Endorsements for candidates indicate that support for each slate among members is finely balanced, with Grassroots Left winning in some regions and The Many coming top in others.
“We see things as quite existential in terms of the survival and viability of the party as a relevant force in British politics,” one insider associated with the Corbyn wing of Your Party told PoliticsHome. “The outcome will be determined by turnout.”
Corbyn allies believe that if turnout is low in these elections, those who back Sultana – accused of representing a “federation of Trotskyist sects” – are more likely to win positions.
Those close to the former Labour leader say they are concerned that Muslim communities increasingly alienated by Labour, who represent a significant proportion of Your Party’s potential electoral base, would be put off from supporting the party if it comes under Sultana’s control. They say it would be left with little support as urban graduates are gravitating towards the Green Party.
It is also thought that the continued involvement of two MPs, Adam and Khan, could rest on the outcome of the elections, as Sultana and her supporters have been highly critical of the Independent Alliance MPs.
From the parliamentary grouping, Iqbal Mohamed and Adnan Hussain have both already quit Your Party over tensions between them and Sultana, including ill feeling after she described them as a “sexist boys’ club”.

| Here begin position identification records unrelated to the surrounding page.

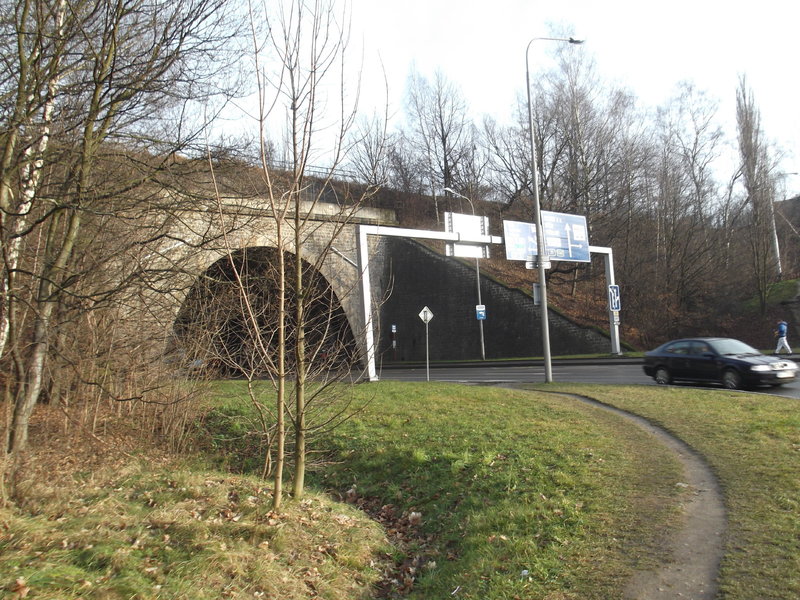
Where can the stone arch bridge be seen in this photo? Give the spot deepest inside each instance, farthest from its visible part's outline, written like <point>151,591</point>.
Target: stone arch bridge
<point>404,276</point>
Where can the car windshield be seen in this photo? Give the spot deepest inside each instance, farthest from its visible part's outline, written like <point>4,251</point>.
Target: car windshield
<point>729,346</point>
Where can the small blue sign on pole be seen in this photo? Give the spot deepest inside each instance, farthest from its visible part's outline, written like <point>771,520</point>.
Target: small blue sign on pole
<point>614,302</point>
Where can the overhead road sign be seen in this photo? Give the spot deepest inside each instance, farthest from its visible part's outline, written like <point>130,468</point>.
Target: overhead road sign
<point>566,237</point>
<point>467,226</point>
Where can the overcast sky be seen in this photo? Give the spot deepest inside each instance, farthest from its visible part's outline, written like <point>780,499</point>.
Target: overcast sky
<point>645,46</point>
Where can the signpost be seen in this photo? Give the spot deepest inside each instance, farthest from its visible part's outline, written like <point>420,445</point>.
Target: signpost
<point>426,314</point>
<point>613,298</point>
<point>469,225</point>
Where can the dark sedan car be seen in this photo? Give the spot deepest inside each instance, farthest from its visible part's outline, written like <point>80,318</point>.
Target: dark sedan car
<point>730,362</point>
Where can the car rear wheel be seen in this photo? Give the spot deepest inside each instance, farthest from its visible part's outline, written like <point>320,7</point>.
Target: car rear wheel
<point>663,376</point>
<point>731,379</point>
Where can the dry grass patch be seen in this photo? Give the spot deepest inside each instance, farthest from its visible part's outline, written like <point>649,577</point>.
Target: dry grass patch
<point>104,522</point>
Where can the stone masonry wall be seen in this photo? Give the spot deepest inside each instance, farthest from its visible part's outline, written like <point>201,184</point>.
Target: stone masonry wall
<point>447,286</point>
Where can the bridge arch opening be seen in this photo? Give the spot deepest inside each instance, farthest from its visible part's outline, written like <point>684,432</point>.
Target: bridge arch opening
<point>228,323</point>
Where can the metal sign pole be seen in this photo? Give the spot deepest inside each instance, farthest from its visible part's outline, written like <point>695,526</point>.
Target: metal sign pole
<point>427,355</point>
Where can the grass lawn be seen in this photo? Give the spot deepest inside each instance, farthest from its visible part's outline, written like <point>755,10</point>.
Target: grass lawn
<point>752,442</point>
<point>474,492</point>
<point>496,493</point>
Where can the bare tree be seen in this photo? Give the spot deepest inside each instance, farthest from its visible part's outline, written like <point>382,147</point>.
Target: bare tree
<point>440,130</point>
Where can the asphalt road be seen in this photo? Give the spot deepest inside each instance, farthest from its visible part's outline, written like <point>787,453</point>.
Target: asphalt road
<point>611,372</point>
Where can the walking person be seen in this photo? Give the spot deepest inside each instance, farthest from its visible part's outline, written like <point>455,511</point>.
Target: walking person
<point>781,332</point>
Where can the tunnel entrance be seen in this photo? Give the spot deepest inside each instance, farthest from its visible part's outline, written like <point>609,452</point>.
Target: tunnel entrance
<point>228,324</point>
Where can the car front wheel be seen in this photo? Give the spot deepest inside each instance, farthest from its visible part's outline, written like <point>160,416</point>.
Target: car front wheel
<point>663,376</point>
<point>731,379</point>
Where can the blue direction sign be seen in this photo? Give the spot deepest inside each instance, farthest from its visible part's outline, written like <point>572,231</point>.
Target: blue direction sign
<point>565,238</point>
<point>614,302</point>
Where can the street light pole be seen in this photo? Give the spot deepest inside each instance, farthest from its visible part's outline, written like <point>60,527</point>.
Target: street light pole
<point>775,243</point>
<point>537,213</point>
<point>477,270</point>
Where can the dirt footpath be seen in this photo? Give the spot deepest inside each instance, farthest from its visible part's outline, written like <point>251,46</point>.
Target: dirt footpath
<point>696,549</point>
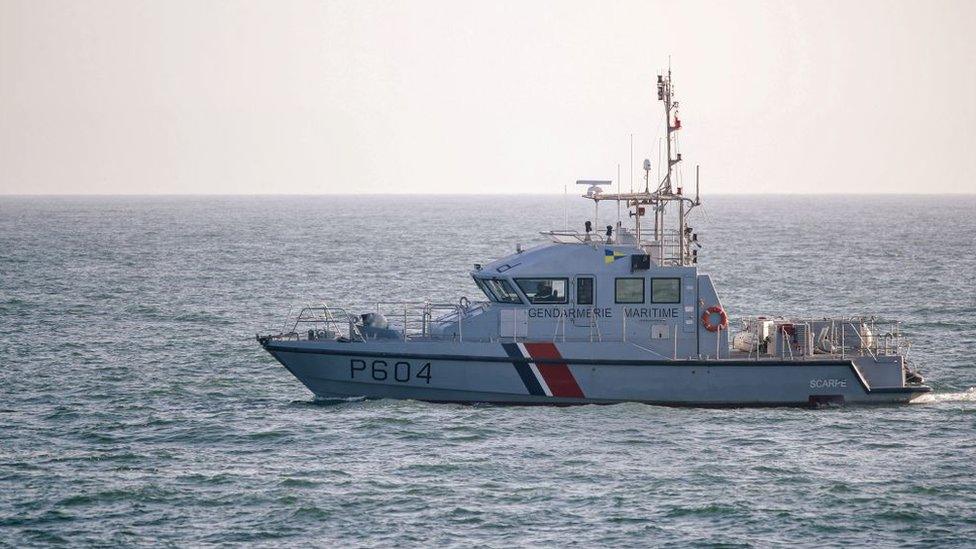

Only Sultana has officially designated herself a Your Party MP. Corbyn, Adam and Khan are all still listed as Independents. A Your Party source said she made the change “unilaterally”, and the other MPs are understood to believe that, as the party is only currently being governed by an interim authority, they are not in a position to declare themselves as Your Party MPs.
Corbyn said: “A vote for The Many is a vote for a mass, inclusive, powerful campaigning force. We have an opportunity to build a genuinely mass party that unites our diverse communities on the issues that matter to us all.
“Remember why we are doing this: so that every child has enough food to eat, every person has a roof over their head, and everyone can live in peace. That has always been my absolute determination – and always will be.”